Decisiveness and drive

“I am very pleased with the arrival of Silvia Lenaerts as the new rector,” says Robert-Jan Smits, President of the TU/e Executive Board. “She has enormous executive experience, both inside and outside of the university world, and possesses considerable decisiveness and drive. These are qualities that will prove invaluable in realizing TU/e’s growth ambitions.”

“I find it an honor and a pleasure to take on this responsibility at TU/e, a top university with a central role in one of Europe’s strongest high-tech ecosystems,” says Silvia Lenaerts. “I believe in people and the connections between people. I believe in growing together through trust, openness and long-term cooperation in order to build a smart and sustainable society together. I’m very much looking forward to working together with everyone at TU/e.”

Lenaerts succeeds Frank Baaijens, rector magnificus of TU/e for the past eight years. From May 11, Baaijens will continue his work as a professor within the Department of Biomedical Engineering and the Institute for Complex Molecular Systems. He will also have an advisory role for education and research in the field of medical technology.

Plucked away

From her current institution, the University of Antwerp, there was also a reaction to her upcoming departure through rector Herman Van Goethem. "The fact that someone from our university is 'plucked away' to become rector elsewhere makes us proud," says Van Goethem. "Silvia has fundamentally strengthened UAntwerp's external network."

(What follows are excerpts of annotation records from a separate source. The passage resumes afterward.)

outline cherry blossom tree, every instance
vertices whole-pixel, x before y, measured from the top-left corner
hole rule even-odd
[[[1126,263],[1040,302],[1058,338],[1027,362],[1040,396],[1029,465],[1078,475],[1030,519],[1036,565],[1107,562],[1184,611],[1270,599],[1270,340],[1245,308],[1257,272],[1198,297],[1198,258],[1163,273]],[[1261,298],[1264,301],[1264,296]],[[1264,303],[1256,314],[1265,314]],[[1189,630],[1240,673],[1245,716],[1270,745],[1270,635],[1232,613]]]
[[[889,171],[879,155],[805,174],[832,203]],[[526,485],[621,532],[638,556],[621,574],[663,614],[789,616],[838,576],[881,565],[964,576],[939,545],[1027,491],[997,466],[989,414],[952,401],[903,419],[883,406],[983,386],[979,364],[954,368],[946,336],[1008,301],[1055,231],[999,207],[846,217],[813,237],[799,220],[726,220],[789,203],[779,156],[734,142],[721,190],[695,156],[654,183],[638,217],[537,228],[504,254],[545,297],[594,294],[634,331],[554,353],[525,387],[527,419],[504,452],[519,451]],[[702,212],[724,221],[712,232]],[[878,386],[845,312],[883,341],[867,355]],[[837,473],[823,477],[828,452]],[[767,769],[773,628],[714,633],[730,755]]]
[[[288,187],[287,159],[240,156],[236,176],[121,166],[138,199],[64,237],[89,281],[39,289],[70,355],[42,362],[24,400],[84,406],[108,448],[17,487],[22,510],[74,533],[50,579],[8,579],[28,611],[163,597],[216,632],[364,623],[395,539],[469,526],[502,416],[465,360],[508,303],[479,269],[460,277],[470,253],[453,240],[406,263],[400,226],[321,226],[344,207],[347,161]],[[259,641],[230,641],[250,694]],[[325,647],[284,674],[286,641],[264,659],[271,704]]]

Incidentally, Lenaerts was in the public eye in Belgium last June when there was a fuss about newspaper advertisements from the chemical company Ineos in which she was quoted and which made it seem as if she was positive about Project One, the new factory that Ineos wants to build in the port of Antwerp. Rector Van Goethem then told Het Nieuwsblad (only in Dutch), among others, that Lenaerts and another professor of the University of Ghent, Kevin Van Geem, had been misled. Neither of them knew their statements would be used in an Ineos ad series. They were allegedly told by a journalist from Ads & Data that he was commissioned by Ineos to make a newspaper series about the importance of chemistry in general. "It wouldn't be specifically about Ineos," said Van Goethem. "But suddenly that text turns out to end up in an advertisement that says 'together with Ineos' above, and the logo of the company."